Dr. Oluwole also says the leukemia often resides in the bone marrow, and because it is an abnormal growth, it just keeps dividing.
“It doesn’t follow rules, and it doesn’t stop,” he told SurvivorNet. “Not only that, because this is part of the immune system, the immune system is sorta like the police of the body. So those abnormal cells that have now become cancer, they have the ability to go to many places. They go into the blood, and they often go into the tissue or the lining around the brain.”
Staying Positive during a Health Battle
DePaolo has faced the harsh realities of battle with both cancer and chronic kidney disease. But despite everything she’s gone through and continues to go through today, she’s shown that there are still ways to look for light in the darkest of times. For DePaolo, it’s her son Lorenzo who’s been a huge source of positivity during her health struggles.
“Lorenzo has changed my life. He saved me in so many ways,” DePaolo said. “When I feel sad and he just looks at me and goes ‘mama,’ and points at me and smiles. How does that not just fill your heart with joy?”
At SurvivorNet, we get to share many stories of positivity and resilience because there’s no shortage of brave cancer warriors holding onto hope in the face of adversity.
Danielle Ripley-Burgess, a two-time colon cancer survivor, is another resilient cancer survivor like DePaolo. She was first diagnosed with colon cancer in high school and proceeded to beat the disease not once, but twice. Understandably so, Ripley-Burgess has had to work through a lot of complex emotions that came with her cancer journey. Even still, she’s always managed to look at life with a positive attitude.
“As I’ve worked through the complex emotions of cancer, I’ve uncovered some beautiful things: Wisdom. Love. Life purpose. Priorities,” she previously told SurvivorNet. “I carry a very real sense that life is short, and I’m grateful to be living it! This has made me optimistic. Optimism doesn’t mean that fear, pain and division don’t exist – they do. Our world is full of negativity, judgment, and hate. Optimism means that I believe there’s always good to be found despite the bad, and this is what my life is centered around.”

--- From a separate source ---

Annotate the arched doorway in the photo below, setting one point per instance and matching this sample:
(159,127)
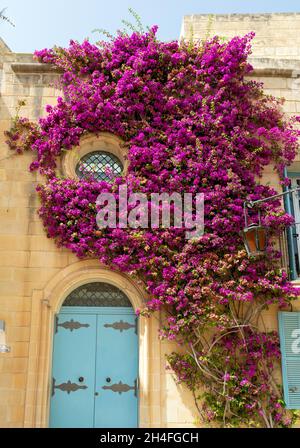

She moves through life with a sense of purpose unique to someone who’s been faced with the darkest of times. Happily in remission today, she’s determined to, one day, leave the world better than she found it.
“We can choose to stay positive, treat others with respect and look for the light in spite of the darkness,” she said. “This type of attitude and behavior will lead to the kind of legacies I believe all of us hope to leave.”